Cosa sono le Dislipidemie
Come abbiamo già detto, la Dislipidemia è una condizione clinica caratterizzata da un’alterazione quantitativa dei livelli dei lipidi circolanti nel sangue, in particolare colesterolo e trigliceridi. L’Ipercolesterolemia si instaura quando si innalza il colesterolo totale (superiore a 200 mg/dl), mentre parliamo di Ipertrigliceridemia quando aumentano i trigliceridi (superiore a 150 mg/dl). Sono condizioni che possono essere isolate o associate. Poiché le patologie sono svariate e i lipidi coinvolti sono diversi, sarebbe più corretto parlare al plurale di Dislipidemie.
Come si individuano
Le Dislipidemie si possono diagnosticare attraverso un esame del sangue con il quale si misurano i trigliceridi, il colesterolo totale e le sue due frazioni principali, cioè il colesterolo LDL e HDL.
Il colesterolo LDL, chiamato anche “cattivo”, se presente in quantità eccessive nel sangue contribuisce alla formazione della placca ateromasica, cioè un’area di degenerazione grassa, di colore giallastro, visibile all’interno di arterie di medio e grosso calibro. Facendo riferimento alle linee guida dell’European Society of Cardiology (ESC) e dell’European Atherosclerosis Society (EAS) del 2016, il colesterolo LDL dovrebbe essere minore di 115 mg/dl per i soggetti con un rischio moderato, minore di 100 mg/dl per quelli ad alto rischio, e minore di 70 mg/ dl per le persone ad altissimo rischio.
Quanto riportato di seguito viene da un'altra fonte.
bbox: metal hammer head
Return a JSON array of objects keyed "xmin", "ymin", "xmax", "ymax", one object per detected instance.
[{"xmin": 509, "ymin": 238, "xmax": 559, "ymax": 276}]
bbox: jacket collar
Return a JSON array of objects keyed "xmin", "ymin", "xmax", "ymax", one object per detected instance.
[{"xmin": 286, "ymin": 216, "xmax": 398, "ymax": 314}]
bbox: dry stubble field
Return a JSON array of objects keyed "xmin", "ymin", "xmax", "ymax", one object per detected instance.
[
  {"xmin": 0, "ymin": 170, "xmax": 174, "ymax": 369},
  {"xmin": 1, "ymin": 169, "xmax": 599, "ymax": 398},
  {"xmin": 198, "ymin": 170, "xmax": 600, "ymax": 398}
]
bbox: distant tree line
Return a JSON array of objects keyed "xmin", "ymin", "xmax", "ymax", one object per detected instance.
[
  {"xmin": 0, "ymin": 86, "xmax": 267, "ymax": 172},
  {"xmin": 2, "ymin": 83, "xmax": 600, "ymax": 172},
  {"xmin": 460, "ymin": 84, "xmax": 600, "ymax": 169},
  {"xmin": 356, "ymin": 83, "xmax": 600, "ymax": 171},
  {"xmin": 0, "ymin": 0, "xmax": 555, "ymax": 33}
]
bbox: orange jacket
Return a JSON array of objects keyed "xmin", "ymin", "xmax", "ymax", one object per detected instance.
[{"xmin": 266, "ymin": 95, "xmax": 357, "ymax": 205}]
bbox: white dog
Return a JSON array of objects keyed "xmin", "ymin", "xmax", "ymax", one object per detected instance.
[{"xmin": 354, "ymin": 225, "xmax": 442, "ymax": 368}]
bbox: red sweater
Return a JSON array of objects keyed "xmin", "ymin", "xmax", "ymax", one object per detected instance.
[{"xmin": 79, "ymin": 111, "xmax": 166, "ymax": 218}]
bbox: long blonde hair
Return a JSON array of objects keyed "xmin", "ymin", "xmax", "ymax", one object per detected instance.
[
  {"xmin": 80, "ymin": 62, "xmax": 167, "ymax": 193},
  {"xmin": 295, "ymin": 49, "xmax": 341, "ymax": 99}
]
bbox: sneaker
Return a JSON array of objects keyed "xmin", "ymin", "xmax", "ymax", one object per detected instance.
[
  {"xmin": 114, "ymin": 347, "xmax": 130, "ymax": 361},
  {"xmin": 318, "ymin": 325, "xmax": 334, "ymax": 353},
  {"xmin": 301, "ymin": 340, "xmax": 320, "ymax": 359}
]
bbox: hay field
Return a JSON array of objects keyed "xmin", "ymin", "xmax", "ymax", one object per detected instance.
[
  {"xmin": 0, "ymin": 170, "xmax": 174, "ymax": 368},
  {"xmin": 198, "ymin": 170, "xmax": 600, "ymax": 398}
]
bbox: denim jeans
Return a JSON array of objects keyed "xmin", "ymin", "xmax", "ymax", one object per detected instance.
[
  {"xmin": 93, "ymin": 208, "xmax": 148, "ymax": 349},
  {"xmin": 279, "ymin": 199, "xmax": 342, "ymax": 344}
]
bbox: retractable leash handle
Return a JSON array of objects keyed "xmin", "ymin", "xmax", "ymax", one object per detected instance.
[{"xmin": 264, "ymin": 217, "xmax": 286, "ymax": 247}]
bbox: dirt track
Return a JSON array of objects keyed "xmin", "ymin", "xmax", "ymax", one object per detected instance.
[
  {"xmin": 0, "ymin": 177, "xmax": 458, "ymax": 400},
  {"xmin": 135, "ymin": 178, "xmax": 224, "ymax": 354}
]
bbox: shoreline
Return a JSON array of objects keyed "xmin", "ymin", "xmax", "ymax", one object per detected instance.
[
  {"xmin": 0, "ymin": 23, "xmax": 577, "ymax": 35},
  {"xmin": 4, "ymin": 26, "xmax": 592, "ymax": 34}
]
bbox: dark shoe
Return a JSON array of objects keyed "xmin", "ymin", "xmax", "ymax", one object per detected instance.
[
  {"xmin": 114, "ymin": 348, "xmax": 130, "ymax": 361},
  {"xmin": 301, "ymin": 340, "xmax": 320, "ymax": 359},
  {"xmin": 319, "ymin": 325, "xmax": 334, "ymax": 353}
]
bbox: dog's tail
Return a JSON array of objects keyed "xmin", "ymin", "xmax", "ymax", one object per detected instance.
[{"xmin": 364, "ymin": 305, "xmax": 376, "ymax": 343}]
Con la definizione “soggetti ad alto o altissimo rischio” intendiamo coloro che hanno già avuto Malattie cardiovascolari pregresse, Diabete, Insufficienza renale cronica o importanti fattori di rischio individuali (identificabili attraverso una tabella di stima del rischio, in cui vengono considerati sesso, età, fumo, livelli di colesterolo lo totale e pressione arteriosa).
Il colesterolo HDL, chiamato anche “buono”, svolge una funzione protettiva sullo sviluppo delle Malattie cardiovascolari; pertanto, bassi valori di colesterolo HDL (inferiori a 35 mg/dl nell’uomo e minori di 40 mg/dl nelle donne) sono considerati fattore di rischio per tali patologie.